My Little Helper: Slack Bot

As a Site Reliability Engineer (SRE) I spend a significant amount of my time on the Linux console. Furthermore, I spend some time writing software and tooling. But I also spend a lot of time on Slack (substitute with your organizations preferred chat platform) communicating with humans.1

Bridging these domains often requires copying and pasting of information including sometimes reformatting. At one point, I was so annoyed by moving console output from a terminal window to Slack that I decided to find a better way.

My idea was to have a single, statically linked binary that I can scp to a system and that would run without further actions. The job of that binary helper would be to post to Slack on my behalf.

To honor the great inventor (and actress) Hedy Lamarr my little helper was named after her.

Great, we have a problem, a solution, and the name hedybot. But what are actual uses cases in a world (striving for) full automation? Actually, there are still a lot of manual tasks left, including:

  • Tasks that require human oversight to avoid disaster
  • One-time but often long-running tasks

Manual Deployment Notifications

One example of a task that requires human oversight at my workplace is the deployment of Domain Name System (DNS) changes. Since a mistake here can easily cost thousands of dollars and unmeasurable loss of customer trust, we tend to have an experienced engineer deploy the changes. For additional assurance, we always post the deployed changes to Slack for everyone to read. People double check and sometimes ask questions about the changes. That is a wonderful use case for hedybot! Here it is in action, using dns-tools:

$ rrpush --quiet --dry-run=false --delay=0 --no-color 2>&1 \
  | hedybot --channel=FOO2342 --title="Deployment on Production DNS"

In Slack it looks like this.

small

By the way, the color follows some loose internal convention and is hardcoded.

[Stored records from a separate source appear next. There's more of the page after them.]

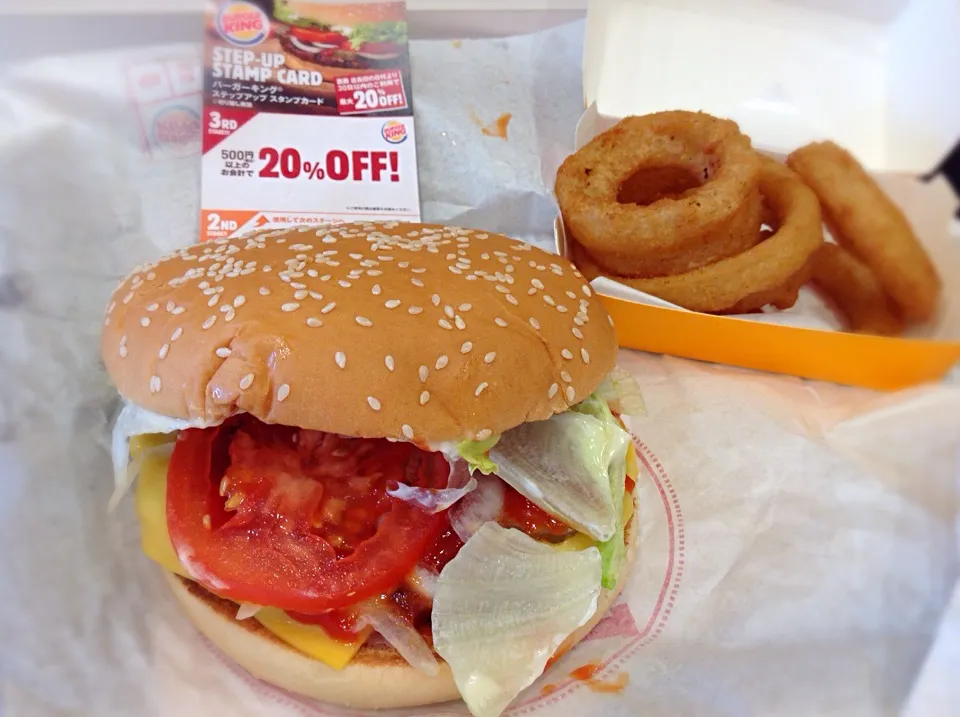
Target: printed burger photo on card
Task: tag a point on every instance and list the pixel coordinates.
(307, 115)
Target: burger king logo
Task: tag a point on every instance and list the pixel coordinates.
(394, 132)
(177, 130)
(242, 23)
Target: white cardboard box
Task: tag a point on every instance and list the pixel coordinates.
(877, 76)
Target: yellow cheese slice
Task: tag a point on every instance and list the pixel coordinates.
(311, 639)
(151, 502)
(633, 466)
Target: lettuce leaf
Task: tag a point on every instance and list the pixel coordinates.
(477, 454)
(612, 549)
(564, 465)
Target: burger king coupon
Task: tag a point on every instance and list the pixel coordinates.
(306, 115)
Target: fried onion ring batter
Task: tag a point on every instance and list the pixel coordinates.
(673, 234)
(771, 272)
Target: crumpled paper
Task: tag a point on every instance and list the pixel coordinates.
(798, 543)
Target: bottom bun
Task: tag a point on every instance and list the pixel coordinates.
(377, 677)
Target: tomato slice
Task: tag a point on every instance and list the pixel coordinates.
(296, 519)
(320, 37)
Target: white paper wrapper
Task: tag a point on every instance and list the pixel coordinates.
(797, 540)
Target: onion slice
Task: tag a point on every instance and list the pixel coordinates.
(402, 636)
(431, 500)
(482, 506)
(135, 421)
(503, 606)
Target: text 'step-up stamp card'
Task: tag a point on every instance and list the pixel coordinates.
(307, 115)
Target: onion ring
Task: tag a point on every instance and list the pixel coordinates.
(769, 273)
(863, 219)
(848, 284)
(674, 234)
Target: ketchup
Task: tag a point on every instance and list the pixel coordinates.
(518, 512)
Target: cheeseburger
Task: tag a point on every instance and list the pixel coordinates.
(342, 39)
(380, 455)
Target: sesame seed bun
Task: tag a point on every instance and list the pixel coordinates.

It is a potential improvement to make the color configurable via command line flag.

Long-running Jobs

Another great use case for hedybot is a long-running job. Let’s assume there is a server that we need to wipe to comply with regulations. One could easily lose track of such a task once it is started. Daily business and occasional firefighting push less urgent matters aside and soon our brain has forgotten about them. This is where a little helper comes in handy by posting a quick message:

$ dd if=/dev/urandom of=/dev/sdx bs=4096; \
  echo "disk erase finished" | hedybot --title="Example Server"

The resulting message is clear and simple:

small

Thanks to the timely reminder, we can decommission the server right away and save some money here.

Hedybot Source Code

Here is the Golang code that I used. Grab it to craft your own little helper.

package main

import (
  "flag"
  "io/ioutil"
  "log"
  "os"

  "github.com/nlopes/slack"
)

const (
  // fetch API key from your slack workspace
  apiKey = "xxxx-xxxxxxxxxxxx-xxxxxxxxxxxxxxxxxxxxxxxx"
)

func main() {
  channelID := flag.String("channel-id", "C85PT1ULR",
    "ID of the channel to post too")
  title := flag.String("title", "Message",
    "Title for the message to post")
  flag.Parse()

  bytes, err := ioutil.ReadAll(os.Stdin)
  if err != nil {
    log.Fatalf("read stdin: %v", err)
  }
  if len(bytes) < 1 {
    log.Fatalf("stdin is empty")
  }
  report := string(bytes)

  params := slack.PostMessageParameters{
    AsUser: true,
    Attachments: []slack.Attachment{
      {
        Color: "#FFA500",
        Fields: []slack.AttachmentField{
          {
            Title: *title,
            Value: report,
          },
        },
      },
    },
  }
  api := slack.New(apiKey)
  _, _, err = api.PostMessage(*channelID, "", params)
  if err != nil {
    log.Fatalf("post report: %v", err)
  }
}
  1. The tricky part my job is to figure out which activity is worth automating, which activity requires time boxing, and when going deep into the details is advised.